Omnitracs Analytics has un-bundled its products to address specific needs fleets have, he explained. Some may only want to score driver job applicants to identify those that are likely to quit early on. New products are also on the way, such as a model that would be used by drivers to identify carriers and the type of operation – flatbed, tanker, long haul, dedicated, etc. – that will most likely keep them satisfied for the long run.

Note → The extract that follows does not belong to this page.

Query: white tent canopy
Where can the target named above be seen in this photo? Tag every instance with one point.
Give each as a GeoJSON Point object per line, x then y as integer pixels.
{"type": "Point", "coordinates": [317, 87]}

Another future possibility is to incorporate more data about driver physiology, like sleep patterns, into the models to predict accidents and turnover. Croke, who is an expert in sleep science, believes that sleep deprivation is a reason why the driver turnover rate is the highest during the first 90 days on the job. It takes about 90 days for drivers to adjust to the new work and sleep schedules when they change companies, he says.

Being able to capture not just the quantity but the quality of drivers’ sleep is possible. Wearable devices can communicate with Omnitracs’ in-cab mobile devices through Bluetooth and provide a reliable stream of such data, he says. At some point, he imagines that predictive models will be recommending that fleet managers see to it that drivers have more opportunities to get a good night of sleep. It just might keep them around for longer.